In the Parable of the Talents in Matthew 25, one man is given five talents, another three talents and the last man just one. The first two put their talents to productive use and made more talents. These were commended by the lender. The last one buried his in the ground, made nothing of it and was condemned by the lender. Many people, with the sense of justice which is hardwired into humanity, feel this parable is unfair, kicking poor people in the teeth while celebrating the rich, as if it were a grotesque approval of today’s bonus culture. This misses the point. The talents stand for the gifts we are given and the parable encourages us to put these gifts to productive use. Even one talent, in Biblical times, was an outlandish amount of money, suggesting that even the least gifted person has more than enough gifts to explore once they cease to be hypnotised by the ability of others. One reason why more gifted people should be slow to boast of their talent is that more is expected of them: the greater the gifting, the deeper the responsibility.

 

Gifts are given to enrich the lives of others. In a meritocracy, the idea that personal merit can be put to selfish gain is but a step away. Yet to use our gifts this way shows contempt and ingratitude to the one who bestowed them on us. One of dilemmas of extended peacetime is that the social glue which bound people together in adversity becomes less sticky as we are able to look more to our own interests than others.
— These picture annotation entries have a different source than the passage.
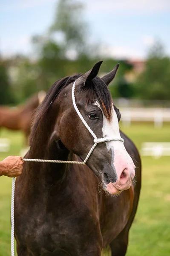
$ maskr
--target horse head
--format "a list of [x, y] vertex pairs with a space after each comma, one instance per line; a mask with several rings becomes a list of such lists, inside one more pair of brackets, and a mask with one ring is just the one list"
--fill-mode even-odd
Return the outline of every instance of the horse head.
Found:
[[74, 84], [76, 105], [92, 133], [97, 138], [119, 138], [98, 143], [86, 162], [102, 182], [104, 189], [115, 195], [130, 187], [135, 166], [121, 138], [118, 125], [121, 115], [114, 105], [107, 87], [115, 77], [119, 64], [100, 79], [97, 76], [102, 62], [96, 63], [83, 75], [65, 78], [63, 82], [62, 79], [59, 80], [59, 84], [63, 83], [64, 86], [58, 89], [53, 102], [53, 115], [56, 115], [55, 109], [57, 114], [52, 138], [60, 141], [62, 148], [67, 149], [83, 161], [94, 145], [94, 137], [73, 105]]

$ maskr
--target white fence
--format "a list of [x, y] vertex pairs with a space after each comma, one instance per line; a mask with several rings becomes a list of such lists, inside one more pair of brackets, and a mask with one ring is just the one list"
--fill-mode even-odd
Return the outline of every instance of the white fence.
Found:
[[126, 125], [132, 122], [153, 122], [156, 127], [161, 127], [164, 122], [170, 122], [170, 108], [120, 108], [121, 120]]
[[156, 158], [170, 156], [170, 142], [144, 142], [141, 145], [142, 156]]

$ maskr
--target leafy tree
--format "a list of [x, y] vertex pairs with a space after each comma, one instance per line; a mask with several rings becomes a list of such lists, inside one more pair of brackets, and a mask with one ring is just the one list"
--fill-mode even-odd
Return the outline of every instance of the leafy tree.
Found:
[[148, 99], [170, 99], [170, 58], [166, 57], [159, 42], [150, 49], [144, 71], [136, 82], [140, 97]]
[[84, 6], [73, 0], [59, 0], [51, 33], [60, 32], [66, 51], [74, 50], [79, 55], [85, 52], [87, 26], [83, 20]]
[[14, 102], [14, 99], [12, 96], [7, 67], [5, 63], [0, 61], [0, 104], [8, 104]]

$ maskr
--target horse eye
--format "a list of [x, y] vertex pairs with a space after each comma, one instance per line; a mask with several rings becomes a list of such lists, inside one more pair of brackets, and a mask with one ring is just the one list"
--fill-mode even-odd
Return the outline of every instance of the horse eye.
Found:
[[90, 119], [95, 119], [97, 118], [96, 114], [93, 113], [88, 114], [88, 116], [89, 116], [89, 118], [90, 118]]

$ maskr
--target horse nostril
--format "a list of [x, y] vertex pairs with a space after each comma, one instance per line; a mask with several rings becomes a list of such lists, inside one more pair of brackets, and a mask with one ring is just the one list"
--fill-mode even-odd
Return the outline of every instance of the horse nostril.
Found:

This effect is perhaps unavoidable but it can and should be mitigated. It is one of the more deceitful illusions of this modern era of individualism to believe that we can make it on our own. We all leave the womb naked and remain defenceless for many years to come. And we are prepared for the adult world of work through the patience and diligence of many skilled and so-called unskilled workers. That we depart this world to face our Maker as empty as we arrived in it is all the perspective we need. We start life equal, we end it equal. This is what God has made. What does that say, then, about how we should treat one another in-between?